Je tourne les talons sous son air offusqué et me dirige d'un pas conquérant vers les ascenseurs.
Et de deux. Sauf que le clone qui se dirige vers mois, sur des talons aussi haut que le building dans lequel elle travaille porte un tailleur pantalon... noir.
On est bien dans l'antre du diable.
— Isaac va vous recevoir.
— J'espère bien.
— Pardon ? S'étonne-t-elle, en essayant de lever un sourcil.
Diminue le botox meuf si tu veux y arriver.
— Rien.
— Isaac est un homme très occupé...
A vous sauter je suppose ? Je garde pour moi cette remarque.
— Et il n'a pas vraiment apprécié qu'on lui impose votre visite.
Ok Barbie, on va remettre les points sur les deux b qui te servent d'obus.
Elle commence à faire demi tour, je lui emboîte le pas tout en l'interpellant.
— Jenny, c'est ça ?
Elle hausse le menton.
— Rappelez-moi votre poste ici ?
— Je... heu...
— C'est bien ce qu'il me semblait, la contourné-je en la bousculant. Alors maintenant que les choses ont été remises à leurs places, contentez-vous de me conduire à Hadès et tout ira bien pour votre matricule.
La stupeur dessine son visage au surnom de son patron.
Et oui connasse on a un passif lui et moi.
Le couloir me parait interminable, ce qui est une bonne chose en soi, vu l'enthousiasme que je mets à suivre Jenny.
— Voilà. Bon courage.
Décidément. Elles n'ont pas dû faire le stage où tu fais un câlin à un arbre pour retrouver ta bonne humeur, ni celui sur la communication.
Elle détale comme si la porte contre laquelle je m'apprête à toquer, allait s'ouvrir et l'engloutir.
— Entre.
Allez c'est parti Harlow. Ce n'est pas comme si tu ne le connaissais pas, et que tu ne savais pas de quoi il est capable.
Je lisse le bas de ma robe, prends une grande inspiration et ouvre le battant. Je tombe immédiatement sur deux orbes gris, que je n'avais pas revus depuis six ans, qui me dévisagent. Plus précisément, qui me détaillent tellement du regard, qu'une drôle de sensation que je n'avais pas ressentie depuis... des années... remonte le long de ma colonne vertébrale pour s'échouer sur ma nuque.
— Je n'ai pas toute la journée mademoiselle Jenkins.
Ce goujat se permet d'être impatient alors que c'est lui qui prend le temps de me déshabiller d'un regard obscène.
Comment redescendre d'un coup. Je peux entendre le bruit que je fais en touchant le sol.

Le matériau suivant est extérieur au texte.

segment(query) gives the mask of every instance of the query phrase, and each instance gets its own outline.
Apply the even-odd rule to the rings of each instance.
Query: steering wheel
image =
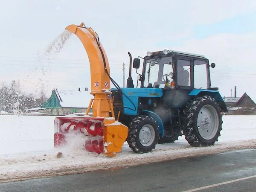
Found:
[[[169,76],[169,75],[167,74],[165,74],[163,76],[163,79],[166,83],[168,83],[170,81],[169,81],[169,79],[168,79],[168,76]]]

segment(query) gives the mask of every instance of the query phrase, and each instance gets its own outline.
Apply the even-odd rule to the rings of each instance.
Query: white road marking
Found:
[[[250,177],[246,177],[240,178],[240,179],[234,179],[233,180],[229,180],[228,181],[226,181],[225,182],[219,183],[218,183],[214,184],[213,185],[208,185],[207,186],[204,186],[201,187],[199,187],[198,188],[192,189],[188,190],[186,191],[184,191],[183,192],[193,192],[194,191],[200,191],[200,190],[206,189],[207,189],[210,188],[212,187],[214,187],[216,186],[220,186],[221,185],[226,185],[227,184],[231,183],[232,183],[237,182],[241,180],[246,180],[247,179],[251,179],[252,178],[256,177],[256,175],[253,175]]]

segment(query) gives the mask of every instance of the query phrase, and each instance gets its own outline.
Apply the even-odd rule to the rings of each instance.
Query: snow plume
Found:
[[[65,30],[49,45],[45,51],[45,55],[49,55],[60,52],[72,34],[71,32]]]
[[[37,97],[41,98],[50,95],[49,90],[52,89],[50,85],[52,76],[51,67],[54,57],[63,49],[72,33],[64,30],[43,51],[38,50],[37,52],[38,64],[32,68],[28,74],[23,79],[24,89],[31,90],[33,88],[32,94]]]

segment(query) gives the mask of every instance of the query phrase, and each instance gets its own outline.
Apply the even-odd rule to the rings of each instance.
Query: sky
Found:
[[[45,54],[66,27],[83,22],[99,34],[111,76],[121,87],[123,62],[125,82],[128,76],[128,51],[137,58],[171,49],[204,55],[215,63],[212,86],[223,96],[230,97],[232,89],[233,97],[236,86],[238,97],[246,92],[256,102],[256,1],[156,2],[1,0],[0,83],[19,81],[26,93],[44,90],[48,96],[53,88],[89,87],[89,61],[77,37],[59,52]]]

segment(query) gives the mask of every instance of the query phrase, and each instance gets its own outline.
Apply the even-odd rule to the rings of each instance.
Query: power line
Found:
[[[9,56],[0,56],[0,58],[22,58],[22,59],[32,59],[32,60],[38,60],[38,59],[41,59],[41,60],[46,60],[46,61],[55,60],[55,61],[84,61],[84,59],[55,59],[55,58],[48,59],[48,58],[41,58],[40,57],[39,57],[38,58],[29,58],[29,57],[9,57]],[[1,60],[1,59],[0,59],[0,60]],[[112,63],[122,63],[123,61],[109,61],[108,62],[111,62]]]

Sa voix rauque, aussi chargée de sex appeal soit-elle, n'existe que pour lancer du venin.
Je referme la porte derrière moi, puis ma raison revient au galop, m'aidant à me rappeler au passage pourquoi je suis ici.
— Moi non plus monsieur Foster, je n'ai pas toute la journée...et pour rappel, le mademoiselle est caduque au profils du madame depuis 2012, alors si vous avez terminé votre... inspection... je propose que l'on se mette au travail.
J'ignore sa main tendue quand je suis à sa hauteur, je ne veux rien laisser paraître, ma peau a déjà réagi, hors de question que ma tête en fasse de même. Je me dirige, sans attendre son invitation, jusqu'au coin salon, où je prends place sur un des deux canapés en cuir. En priant intérieurement pour qu'aucun fluide corporel ne tache ma robe de marque.